Wind is not the future: Nobel laureate

LONDON, ENGLAND - While the Obama administration has expressed increasing hopes that wind power will play a key role in America's future energy system, one of the world's leading scientists is ruling out the technology.

Jack Steinberger, the 1968 Nobel Prize winner in physics and director of CERN's particle-physics laboratory, spoke at a conference of Nobel laureates at the 350-year-old Royal Society in London.

His conclusion: "Wind is not the future," according to the London Times.

Steinberger says Europe should cancel its big wind plans and that solar energy is the future.

Historical resources in the energy-hungry world are being depleted, he said, predicting that fossil fuels, coal, and oil will be gone in 60 years. But the solution, he asserted, is not wind power.

The reason? Wind power still requires backup power when the wind isn't blowing, and that decreases its contribution to emissions reductions.

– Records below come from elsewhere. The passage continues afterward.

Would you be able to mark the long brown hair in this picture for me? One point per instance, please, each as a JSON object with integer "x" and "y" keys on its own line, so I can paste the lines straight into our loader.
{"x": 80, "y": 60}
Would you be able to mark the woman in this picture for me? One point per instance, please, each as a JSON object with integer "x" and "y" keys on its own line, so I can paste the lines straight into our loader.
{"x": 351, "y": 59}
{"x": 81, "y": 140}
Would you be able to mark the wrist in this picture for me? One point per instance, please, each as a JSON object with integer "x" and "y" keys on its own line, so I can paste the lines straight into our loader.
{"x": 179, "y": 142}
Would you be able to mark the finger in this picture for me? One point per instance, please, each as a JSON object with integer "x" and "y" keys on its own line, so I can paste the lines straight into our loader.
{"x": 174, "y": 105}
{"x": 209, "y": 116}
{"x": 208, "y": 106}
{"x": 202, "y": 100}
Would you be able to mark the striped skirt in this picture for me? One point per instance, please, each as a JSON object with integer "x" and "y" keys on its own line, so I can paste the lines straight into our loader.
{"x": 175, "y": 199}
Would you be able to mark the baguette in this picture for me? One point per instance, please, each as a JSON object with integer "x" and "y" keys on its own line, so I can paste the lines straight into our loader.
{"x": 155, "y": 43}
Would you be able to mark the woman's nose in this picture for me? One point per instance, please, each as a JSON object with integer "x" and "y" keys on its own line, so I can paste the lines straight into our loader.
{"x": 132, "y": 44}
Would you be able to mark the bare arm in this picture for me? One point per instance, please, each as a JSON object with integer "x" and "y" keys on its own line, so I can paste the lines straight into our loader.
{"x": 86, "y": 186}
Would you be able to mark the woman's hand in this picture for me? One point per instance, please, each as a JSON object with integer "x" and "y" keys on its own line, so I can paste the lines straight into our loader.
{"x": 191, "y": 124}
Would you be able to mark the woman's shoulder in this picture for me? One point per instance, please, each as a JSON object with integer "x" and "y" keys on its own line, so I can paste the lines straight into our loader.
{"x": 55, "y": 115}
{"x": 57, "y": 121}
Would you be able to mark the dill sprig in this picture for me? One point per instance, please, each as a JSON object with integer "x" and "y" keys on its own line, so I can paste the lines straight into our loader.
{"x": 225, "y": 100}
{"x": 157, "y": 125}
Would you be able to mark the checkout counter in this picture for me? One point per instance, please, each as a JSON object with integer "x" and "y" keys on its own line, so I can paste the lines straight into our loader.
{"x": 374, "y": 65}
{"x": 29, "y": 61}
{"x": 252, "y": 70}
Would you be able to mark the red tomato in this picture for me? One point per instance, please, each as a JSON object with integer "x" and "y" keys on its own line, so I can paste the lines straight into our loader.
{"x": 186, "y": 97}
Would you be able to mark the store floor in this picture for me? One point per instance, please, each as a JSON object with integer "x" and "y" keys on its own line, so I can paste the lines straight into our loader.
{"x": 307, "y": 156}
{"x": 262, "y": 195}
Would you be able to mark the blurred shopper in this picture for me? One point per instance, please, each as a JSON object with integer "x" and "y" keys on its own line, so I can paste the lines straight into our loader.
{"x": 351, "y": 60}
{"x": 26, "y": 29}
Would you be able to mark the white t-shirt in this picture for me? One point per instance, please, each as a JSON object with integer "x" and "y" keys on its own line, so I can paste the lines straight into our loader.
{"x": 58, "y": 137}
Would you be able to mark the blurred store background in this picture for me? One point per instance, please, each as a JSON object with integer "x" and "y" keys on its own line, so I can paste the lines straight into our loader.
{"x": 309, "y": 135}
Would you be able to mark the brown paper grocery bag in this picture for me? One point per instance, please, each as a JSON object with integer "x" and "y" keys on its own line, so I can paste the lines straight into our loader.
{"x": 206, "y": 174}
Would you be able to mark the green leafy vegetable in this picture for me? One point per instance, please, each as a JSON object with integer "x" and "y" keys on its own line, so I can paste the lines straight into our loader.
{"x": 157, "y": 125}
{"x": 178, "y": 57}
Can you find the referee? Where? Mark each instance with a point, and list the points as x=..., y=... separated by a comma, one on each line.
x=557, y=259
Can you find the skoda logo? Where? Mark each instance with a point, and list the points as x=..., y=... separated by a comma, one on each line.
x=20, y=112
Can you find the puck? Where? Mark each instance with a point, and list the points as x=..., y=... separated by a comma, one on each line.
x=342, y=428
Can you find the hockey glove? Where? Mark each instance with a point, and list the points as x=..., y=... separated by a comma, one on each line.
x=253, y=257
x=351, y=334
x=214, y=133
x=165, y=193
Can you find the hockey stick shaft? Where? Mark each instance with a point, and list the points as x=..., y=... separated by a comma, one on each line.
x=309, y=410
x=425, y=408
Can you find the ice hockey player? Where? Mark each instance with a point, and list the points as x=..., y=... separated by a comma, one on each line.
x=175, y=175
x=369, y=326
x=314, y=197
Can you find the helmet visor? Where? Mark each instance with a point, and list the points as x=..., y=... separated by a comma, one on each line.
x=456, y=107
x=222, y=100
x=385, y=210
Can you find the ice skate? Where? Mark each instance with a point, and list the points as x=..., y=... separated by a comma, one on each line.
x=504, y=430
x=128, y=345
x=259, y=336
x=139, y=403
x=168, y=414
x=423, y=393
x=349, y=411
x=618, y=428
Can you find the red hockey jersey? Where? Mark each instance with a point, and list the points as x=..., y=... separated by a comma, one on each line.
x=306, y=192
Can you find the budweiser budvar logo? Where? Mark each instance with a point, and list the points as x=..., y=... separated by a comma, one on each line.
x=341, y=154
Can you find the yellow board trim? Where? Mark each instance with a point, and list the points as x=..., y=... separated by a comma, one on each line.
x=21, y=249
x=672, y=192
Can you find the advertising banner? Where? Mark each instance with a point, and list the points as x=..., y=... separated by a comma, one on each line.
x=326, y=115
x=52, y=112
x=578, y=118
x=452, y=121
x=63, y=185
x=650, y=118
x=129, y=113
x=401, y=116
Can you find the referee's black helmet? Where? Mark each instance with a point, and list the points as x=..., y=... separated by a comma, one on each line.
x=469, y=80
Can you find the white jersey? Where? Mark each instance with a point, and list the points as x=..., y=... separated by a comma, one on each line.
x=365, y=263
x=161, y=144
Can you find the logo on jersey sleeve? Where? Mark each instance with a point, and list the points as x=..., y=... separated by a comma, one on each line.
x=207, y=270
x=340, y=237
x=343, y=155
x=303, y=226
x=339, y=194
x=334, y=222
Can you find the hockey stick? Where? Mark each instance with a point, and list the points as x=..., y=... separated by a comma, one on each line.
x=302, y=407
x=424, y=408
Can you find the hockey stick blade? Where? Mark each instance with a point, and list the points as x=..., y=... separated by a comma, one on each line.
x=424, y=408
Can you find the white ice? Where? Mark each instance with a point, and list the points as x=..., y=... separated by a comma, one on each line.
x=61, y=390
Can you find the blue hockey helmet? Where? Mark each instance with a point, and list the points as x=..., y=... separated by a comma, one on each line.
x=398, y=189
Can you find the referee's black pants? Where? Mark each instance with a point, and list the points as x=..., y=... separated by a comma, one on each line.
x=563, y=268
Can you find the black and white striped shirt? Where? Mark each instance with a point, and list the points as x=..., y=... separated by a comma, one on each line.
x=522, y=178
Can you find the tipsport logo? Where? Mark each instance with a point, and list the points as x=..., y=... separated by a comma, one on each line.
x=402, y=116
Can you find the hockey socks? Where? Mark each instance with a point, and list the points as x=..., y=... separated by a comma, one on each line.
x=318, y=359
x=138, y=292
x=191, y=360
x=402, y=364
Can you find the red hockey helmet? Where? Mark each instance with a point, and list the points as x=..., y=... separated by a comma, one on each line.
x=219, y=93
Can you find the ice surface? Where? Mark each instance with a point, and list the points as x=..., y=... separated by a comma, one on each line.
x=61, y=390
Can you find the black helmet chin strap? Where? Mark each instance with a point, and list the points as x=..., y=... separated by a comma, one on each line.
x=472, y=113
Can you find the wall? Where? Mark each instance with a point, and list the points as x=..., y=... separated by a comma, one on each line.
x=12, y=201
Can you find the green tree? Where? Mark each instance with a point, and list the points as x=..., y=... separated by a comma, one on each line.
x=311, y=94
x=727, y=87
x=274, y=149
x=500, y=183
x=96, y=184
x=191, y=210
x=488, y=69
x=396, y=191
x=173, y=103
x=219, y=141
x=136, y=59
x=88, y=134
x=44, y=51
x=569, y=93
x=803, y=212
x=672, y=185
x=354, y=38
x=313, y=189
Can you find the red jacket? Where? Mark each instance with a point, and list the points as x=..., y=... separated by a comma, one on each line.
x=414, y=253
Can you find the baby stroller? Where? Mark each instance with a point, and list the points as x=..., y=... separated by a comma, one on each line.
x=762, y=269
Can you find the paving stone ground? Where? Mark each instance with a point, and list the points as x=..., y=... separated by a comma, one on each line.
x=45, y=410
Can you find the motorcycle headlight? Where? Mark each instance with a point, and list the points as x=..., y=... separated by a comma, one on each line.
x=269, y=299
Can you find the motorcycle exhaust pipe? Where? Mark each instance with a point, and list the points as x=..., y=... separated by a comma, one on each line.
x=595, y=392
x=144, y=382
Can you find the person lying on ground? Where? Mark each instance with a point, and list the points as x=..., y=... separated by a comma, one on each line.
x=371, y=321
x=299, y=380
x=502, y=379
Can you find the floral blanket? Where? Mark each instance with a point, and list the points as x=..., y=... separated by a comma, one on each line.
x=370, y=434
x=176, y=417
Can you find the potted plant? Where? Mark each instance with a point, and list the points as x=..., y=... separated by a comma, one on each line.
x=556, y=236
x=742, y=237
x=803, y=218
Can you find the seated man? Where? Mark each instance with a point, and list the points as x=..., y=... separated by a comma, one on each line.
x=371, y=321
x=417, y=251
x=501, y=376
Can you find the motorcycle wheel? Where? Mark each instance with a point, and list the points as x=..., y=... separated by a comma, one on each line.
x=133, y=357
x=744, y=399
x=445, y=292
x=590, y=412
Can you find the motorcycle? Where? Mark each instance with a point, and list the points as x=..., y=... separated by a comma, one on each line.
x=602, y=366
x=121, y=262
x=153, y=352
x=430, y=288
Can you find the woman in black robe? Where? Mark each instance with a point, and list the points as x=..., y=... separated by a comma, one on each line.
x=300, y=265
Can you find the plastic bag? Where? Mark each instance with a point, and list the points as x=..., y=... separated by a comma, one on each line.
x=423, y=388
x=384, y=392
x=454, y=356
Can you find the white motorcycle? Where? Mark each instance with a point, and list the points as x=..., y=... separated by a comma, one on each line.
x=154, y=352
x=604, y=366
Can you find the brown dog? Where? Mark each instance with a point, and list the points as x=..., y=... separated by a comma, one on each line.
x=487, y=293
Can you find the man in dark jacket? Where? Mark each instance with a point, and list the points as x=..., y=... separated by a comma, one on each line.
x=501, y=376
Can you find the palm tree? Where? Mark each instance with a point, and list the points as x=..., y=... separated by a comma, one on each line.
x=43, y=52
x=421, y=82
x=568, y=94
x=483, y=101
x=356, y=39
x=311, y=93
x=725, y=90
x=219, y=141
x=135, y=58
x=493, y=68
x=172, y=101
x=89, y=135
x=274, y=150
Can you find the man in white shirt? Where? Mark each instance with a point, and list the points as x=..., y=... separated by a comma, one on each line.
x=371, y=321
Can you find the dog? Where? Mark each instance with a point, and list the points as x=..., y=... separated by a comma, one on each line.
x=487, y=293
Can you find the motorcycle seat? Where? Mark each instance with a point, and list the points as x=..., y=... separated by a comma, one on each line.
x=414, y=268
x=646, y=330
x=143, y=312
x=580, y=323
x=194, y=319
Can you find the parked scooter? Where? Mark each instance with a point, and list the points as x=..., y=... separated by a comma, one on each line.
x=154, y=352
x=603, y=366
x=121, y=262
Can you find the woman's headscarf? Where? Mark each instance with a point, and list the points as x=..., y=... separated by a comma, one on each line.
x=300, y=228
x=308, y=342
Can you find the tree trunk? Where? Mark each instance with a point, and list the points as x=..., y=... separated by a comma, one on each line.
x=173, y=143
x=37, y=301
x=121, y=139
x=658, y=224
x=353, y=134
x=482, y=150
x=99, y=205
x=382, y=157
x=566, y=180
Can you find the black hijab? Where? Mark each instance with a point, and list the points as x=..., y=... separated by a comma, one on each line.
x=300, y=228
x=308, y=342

On the other hand, solar thermal power — where collectors concentrate sunlight using mirrors and lenses to produce electric power and heat — is already economical and can handle the storage problem, he said. The heat produced can be stored, enabling solar thermal plants to produce electricity during hours without sunlight.

Steinberger now wants funding for a big pilot project.

The idea is to link solar thermal power from Northern Africa to Europe via high-voltage undersea cables. The proposed 3- to 3.5-gigawatt power plant would cost an estimated $32 billion to build. Steinberger believes that 80 percent of Europe's energy needs could be met by solar thermal power plants in the Sahara by 2050.

In the U.S., which has the world's largest installed base of wind power, the Obama administration has pinned high hopes on wind, with Secretary of the Interior Ken Salazar recently expressing hope that wind power could replace coal.

Meanwhile, the 1976 Nobel Prize winner in physics, professor Burton Richter of Stanford University, agreed that solar energy is a promising new technology, but speaking at the Royal society conference, did not want to rule out wind as a future energy source.